I replaced Hermes with this Claude System...
Jack Roberts presents a custom Claude-based AI agent system called 'Gravity Claw' as an alternative to the Hermes AI agent framework, demonstrating how to cherry-pick the best features from multiple AI frameworks rather than being locked into one. He shows how to integrate capabilities like self-generating skills, multi-tier memory, and voice-activated research using tools like Firecrawl and Railway for hosting.
Summary
Jack Roberts, who claims to have built and sold a tech startup with over 60,000 customers, opens by introducing Hermes as one of the most powerful AI agent frameworks available, noting its 124,000 GitHub stars and trending status. He outlines Hermes' key strengths: a background dreaming loop that reflects on sessions and prunes contradictions into memory, self-authored tools and skills after complex tasks, a four-layer memory system, and multi-platform messaging support across 15 services like Telegram and Discord.
However, Roberts argues that the core limitation of Hermes and similar pre-built frameworks is vendor lock-in: every time a better framework emerges, users must re-credential all connections, lose memories across apps, and conform to someone else's roadmap rather than their own. His solution is what he calls 'cherry-picking the winners' — using a coding environment like Anthropic's Claude or 'Anti-gravity' to analyze any new GitHub repo, identify unique features, and selectively integrate only the desired components into his existing custom system.

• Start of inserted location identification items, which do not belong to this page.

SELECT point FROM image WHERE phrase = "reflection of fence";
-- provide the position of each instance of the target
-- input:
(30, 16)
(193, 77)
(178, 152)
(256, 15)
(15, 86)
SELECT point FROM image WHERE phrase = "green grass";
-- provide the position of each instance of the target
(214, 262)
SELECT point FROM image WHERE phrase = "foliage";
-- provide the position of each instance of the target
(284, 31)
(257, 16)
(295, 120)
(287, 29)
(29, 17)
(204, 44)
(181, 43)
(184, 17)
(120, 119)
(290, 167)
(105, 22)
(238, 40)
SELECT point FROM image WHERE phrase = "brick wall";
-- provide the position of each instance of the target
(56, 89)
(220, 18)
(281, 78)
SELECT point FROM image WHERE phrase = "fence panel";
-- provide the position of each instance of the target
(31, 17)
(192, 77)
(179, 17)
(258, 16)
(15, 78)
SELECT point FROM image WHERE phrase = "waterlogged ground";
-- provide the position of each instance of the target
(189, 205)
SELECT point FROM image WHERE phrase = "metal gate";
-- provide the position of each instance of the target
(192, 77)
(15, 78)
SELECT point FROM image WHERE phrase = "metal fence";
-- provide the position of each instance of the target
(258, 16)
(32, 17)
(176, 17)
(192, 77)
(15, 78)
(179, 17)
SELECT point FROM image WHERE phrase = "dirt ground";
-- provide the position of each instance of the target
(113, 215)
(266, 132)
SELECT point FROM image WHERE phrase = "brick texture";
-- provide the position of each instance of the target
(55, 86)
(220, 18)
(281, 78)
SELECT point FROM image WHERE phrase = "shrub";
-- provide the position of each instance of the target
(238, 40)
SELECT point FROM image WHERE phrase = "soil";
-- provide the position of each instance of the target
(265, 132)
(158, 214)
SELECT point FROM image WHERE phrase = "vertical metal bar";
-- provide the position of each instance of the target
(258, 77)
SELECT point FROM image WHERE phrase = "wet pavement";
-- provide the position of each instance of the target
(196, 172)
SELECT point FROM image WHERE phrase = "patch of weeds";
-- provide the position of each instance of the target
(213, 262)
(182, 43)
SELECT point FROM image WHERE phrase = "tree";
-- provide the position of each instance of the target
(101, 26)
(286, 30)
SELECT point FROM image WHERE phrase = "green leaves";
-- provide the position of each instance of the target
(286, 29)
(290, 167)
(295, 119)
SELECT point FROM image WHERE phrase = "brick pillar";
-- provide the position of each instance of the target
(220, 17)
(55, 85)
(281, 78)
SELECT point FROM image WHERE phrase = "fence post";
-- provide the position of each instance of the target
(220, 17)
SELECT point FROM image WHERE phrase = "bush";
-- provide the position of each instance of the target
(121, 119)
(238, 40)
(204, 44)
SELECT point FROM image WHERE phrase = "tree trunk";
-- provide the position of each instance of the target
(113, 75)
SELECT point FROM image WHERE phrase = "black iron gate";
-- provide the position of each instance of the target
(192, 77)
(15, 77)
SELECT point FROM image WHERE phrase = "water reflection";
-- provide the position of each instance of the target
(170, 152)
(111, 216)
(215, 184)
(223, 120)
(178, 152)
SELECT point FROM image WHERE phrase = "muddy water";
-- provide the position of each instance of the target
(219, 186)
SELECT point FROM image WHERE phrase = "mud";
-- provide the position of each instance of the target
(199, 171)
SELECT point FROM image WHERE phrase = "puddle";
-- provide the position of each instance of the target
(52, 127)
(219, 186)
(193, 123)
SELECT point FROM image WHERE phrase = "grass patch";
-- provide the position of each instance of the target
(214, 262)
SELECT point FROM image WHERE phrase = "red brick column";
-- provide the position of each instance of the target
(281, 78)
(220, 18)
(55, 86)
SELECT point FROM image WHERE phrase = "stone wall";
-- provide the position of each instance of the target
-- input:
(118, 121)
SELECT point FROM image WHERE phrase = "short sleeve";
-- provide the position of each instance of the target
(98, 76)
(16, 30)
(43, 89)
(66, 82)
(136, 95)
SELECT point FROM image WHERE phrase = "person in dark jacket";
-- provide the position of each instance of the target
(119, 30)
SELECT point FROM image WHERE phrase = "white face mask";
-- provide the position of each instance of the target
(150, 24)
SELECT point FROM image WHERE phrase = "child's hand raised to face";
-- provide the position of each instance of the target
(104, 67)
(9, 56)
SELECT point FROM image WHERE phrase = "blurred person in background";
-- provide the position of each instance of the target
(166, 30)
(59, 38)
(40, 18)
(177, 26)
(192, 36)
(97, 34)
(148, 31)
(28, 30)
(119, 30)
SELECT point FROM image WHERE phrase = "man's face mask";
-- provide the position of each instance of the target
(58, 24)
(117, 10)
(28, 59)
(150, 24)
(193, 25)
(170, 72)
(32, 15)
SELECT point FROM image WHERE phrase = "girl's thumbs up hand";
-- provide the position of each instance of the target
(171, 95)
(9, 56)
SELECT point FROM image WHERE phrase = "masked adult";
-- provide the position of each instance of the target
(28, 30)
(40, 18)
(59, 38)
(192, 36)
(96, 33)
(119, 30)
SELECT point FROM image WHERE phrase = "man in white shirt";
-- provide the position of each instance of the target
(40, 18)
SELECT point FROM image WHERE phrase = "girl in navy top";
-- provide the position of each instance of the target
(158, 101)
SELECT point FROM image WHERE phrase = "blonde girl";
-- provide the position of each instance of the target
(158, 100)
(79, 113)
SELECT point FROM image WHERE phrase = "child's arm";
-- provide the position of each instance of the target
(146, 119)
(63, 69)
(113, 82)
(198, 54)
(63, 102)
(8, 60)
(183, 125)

He demonstrates this live by having his agent analyze the Hermes repo, produce a feature breakdown categorized by implementation effort (easy wins, medium effort, big lift), and then integrate self-generating skills with a single prompt. He explains his three-tier memory architecture: a core memory layer (soul.md with personality and key facts), a conversational buffer of the last 50-100 messages, and a semantic tier indexed via Pinecone.
For hosting, Roberts recommends Railway over VPS for its simplicity and security, noting it doesn't expose ports to the internet and keeps the agent running regardless of whether a laptop is open. He then demonstrates creating a Firecrawl-powered research skill via voice dictation, tasking the agent to scrape Product Hunt for three-star reviews of speech dictation software. The skill is created and executed in a single session. He closes by recommending GPT 5.5 or DeepSeek as cost-effective model options and teasing a full course covering foundation setup, memory systems, and monetization.
Key Insights
- Roberts argues that the fundamental limitation of pre-built frameworks like Hermes is that users are bound to the developer's roadmap, forcing re-credentialing of all connections and loss of agent memory every time a superior framework emerges.
- Roberts claims that after five or more tool calls on a complex task, Hermes' self-generating skills system autonomously decides whether a procedure is reusable enough to save as a markdown skill file, skipping it if it's a one-off task.
- Roberts states that his three-tier memory system consists of a core soul.md personality layer, a rolling conversational buffer of the last 50-100 messages, and a semantic tier that indexes everything in Pinecone for long-term retrieval.
- Roberts claims that GPT 5.5 can be accessed through an existing $20/month ChatGPT subscription at no additional cost via OAuth authentication, whereas Claude does not offer the same arrangement — making ChatGPT more cost-effective for powering these agent systems.
- Roberts argues that Railway is preferable to VPS hosting for running a 24/7 AI agent because it is not exposed to the internet, eliminates security concerns about open ports, and integrates directly with coding environments like Anti-gravity or Claude Code.